Minimum fax annuncia la pubblicazione del romanzo, dopo quella di Revolutionary Road, Disturbo della quiete pubblica e la raccolta di racconti Undici solitudini; ma mentre questi erano già usciti in Italia negli anni ’60 e ’70 (poco dopo la pubblicazione negli States), The Easter Parade appare per la prima volta. E Minimum fax promette la pubblicazione di tutta l’opera di Yates.
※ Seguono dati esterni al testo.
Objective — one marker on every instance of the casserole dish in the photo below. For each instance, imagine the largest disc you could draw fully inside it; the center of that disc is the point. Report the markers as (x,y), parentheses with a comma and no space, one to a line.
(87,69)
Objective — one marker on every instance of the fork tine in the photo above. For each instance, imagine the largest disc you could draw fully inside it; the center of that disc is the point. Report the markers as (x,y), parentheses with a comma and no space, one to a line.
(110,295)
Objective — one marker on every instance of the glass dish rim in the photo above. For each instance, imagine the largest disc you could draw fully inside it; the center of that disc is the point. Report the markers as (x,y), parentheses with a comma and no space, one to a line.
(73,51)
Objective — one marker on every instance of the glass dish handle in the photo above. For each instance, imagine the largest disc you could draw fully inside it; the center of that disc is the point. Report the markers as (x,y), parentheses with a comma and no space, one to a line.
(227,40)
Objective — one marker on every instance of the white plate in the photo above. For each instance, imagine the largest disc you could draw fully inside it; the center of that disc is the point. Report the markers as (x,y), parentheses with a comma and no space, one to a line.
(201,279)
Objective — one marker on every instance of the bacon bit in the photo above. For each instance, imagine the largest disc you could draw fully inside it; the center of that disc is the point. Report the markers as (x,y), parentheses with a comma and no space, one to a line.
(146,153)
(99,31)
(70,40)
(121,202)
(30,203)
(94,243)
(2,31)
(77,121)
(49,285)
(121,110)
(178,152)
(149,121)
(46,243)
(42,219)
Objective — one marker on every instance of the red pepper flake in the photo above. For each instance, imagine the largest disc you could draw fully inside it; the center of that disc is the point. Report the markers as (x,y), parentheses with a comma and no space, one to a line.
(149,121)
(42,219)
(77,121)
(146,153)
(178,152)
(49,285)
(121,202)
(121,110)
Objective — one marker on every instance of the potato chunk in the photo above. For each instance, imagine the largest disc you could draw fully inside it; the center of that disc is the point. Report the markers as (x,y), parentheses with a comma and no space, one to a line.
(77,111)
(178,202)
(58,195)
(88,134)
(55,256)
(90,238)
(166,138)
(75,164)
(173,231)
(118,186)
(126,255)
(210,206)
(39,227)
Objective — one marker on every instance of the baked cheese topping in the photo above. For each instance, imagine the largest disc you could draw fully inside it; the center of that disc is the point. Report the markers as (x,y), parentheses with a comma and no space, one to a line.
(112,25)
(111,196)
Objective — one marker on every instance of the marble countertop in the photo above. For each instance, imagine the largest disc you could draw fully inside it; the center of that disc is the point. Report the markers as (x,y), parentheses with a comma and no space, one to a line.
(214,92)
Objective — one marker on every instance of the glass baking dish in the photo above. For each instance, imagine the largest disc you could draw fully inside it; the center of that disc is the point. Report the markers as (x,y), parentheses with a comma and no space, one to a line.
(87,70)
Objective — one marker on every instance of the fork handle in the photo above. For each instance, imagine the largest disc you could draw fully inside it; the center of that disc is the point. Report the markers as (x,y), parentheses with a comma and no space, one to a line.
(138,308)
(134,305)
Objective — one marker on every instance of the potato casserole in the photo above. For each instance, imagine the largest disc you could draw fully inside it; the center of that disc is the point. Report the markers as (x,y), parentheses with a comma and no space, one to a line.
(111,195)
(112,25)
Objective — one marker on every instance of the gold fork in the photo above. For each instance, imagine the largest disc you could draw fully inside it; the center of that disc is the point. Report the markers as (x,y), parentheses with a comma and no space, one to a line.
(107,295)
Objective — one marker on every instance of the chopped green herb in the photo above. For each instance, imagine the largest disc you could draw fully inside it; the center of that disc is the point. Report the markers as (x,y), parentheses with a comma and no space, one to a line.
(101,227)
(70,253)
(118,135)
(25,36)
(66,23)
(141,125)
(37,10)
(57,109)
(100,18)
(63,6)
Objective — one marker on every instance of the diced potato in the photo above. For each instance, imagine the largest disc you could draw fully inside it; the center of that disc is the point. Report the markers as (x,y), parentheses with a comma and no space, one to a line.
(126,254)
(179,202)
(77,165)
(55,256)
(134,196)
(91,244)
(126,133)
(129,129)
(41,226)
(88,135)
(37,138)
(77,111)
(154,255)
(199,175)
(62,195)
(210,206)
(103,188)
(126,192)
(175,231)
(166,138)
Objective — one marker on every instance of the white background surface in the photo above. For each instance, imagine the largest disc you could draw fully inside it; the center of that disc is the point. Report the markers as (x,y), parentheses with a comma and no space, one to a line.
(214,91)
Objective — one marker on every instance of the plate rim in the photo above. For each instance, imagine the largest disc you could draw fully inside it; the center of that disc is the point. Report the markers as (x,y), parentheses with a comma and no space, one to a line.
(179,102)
Uscito nel 1976 il romanzo ottiene un buon successo di critica, ma le vendite sono poche, sorte comune a tutte le opere di Yates. Ci sono voluti otto anni dal 1961 (Revolutionary Road) al 1969 per l’uscita del secondo romanzo ( A Special Providence)  e ancora cinque anni per  Disturbing the Peace (1975). Richard Yates ha cinquanta anni ed è già da tempo un accanito bevitore e fumatore, soffre di depressione e risente di una tormentata vicenda coniugale.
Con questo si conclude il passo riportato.